Phase 1: Strategic Architecture

Agile: Sprint 0 / Inception Roles: Architect + Product Owner Human: 65% LLM: 35%

In brief: Creates the documented architectural vision (ADRs + diagrams) that provides the LLM with the “mental map” it naturally lacks. Strategic decisions made by humans, alternatives explored with LLM assistance.

Why This Phase Is Critical

The problem without Phase 1: LLM generates code based on generic internet patterns, without understanding the specific context. Proposes solutions disconnected from real needs (e.g., SQL database instead of vectorial). Fundamental architectural errors discovered late require complete redesign.

The solution provided: Strategic Architecture Document creates explicit system representation: why each component exists, which constraints must be respected, which trade-offs are accepted. The LLM receives the business and technical context it cannot guess.

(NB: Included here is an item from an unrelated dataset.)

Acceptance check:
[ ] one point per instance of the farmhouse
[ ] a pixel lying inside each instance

LLM limitations addressed:

No internal representation: ADRs and diagrams create the explicit “mental map” (components, dependencies, impacts)
No understanding of architecture role: Documentation explains why a component exists, what business problem it solves, which architectural trade-offs it represents

Measured impact:

Architectural redesigns avoided thanks to validated decisions before coding
Faster onboarding time for new developers
Improved code generation quality
Technical debt avoided: Documented decisions prevent “tribal knowledge”

Process Flow

Inputs:

Business requirements and success criteria
Technical constraints (existing systems, standards, performance)
Organizational constraints (team skills, timeline, budget)
Stakeholder priorities
Existing system documentation (if refactoring/extension)

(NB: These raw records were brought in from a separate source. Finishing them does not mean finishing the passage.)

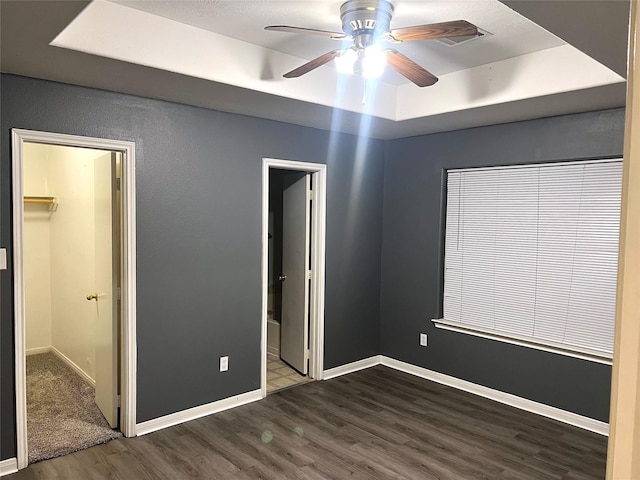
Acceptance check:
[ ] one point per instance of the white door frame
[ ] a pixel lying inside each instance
(128, 281)
(318, 229)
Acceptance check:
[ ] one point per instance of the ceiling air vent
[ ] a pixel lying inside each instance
(455, 41)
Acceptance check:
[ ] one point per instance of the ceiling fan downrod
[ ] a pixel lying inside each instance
(366, 20)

1. Problem Crystallization ⏱️⏱️

Architect 80%, LLM 20%

Architect articulates business problem clearly
LLM helps identify unstated assumptions
Separate symptoms from root causes
Define quantitative success criteria

Output: Precise problem statement with success metrics

2. Constraint Mapping ⏱️

Architect 60%, LLM 40%

Architect identifies constraints from experience
LLM generates comprehensive constraint checklist
Prioritize constraints (mandatory vs. nice-to-have)
Document organizational/political constraints

Output: Prioritized constraint list (technical + organizational)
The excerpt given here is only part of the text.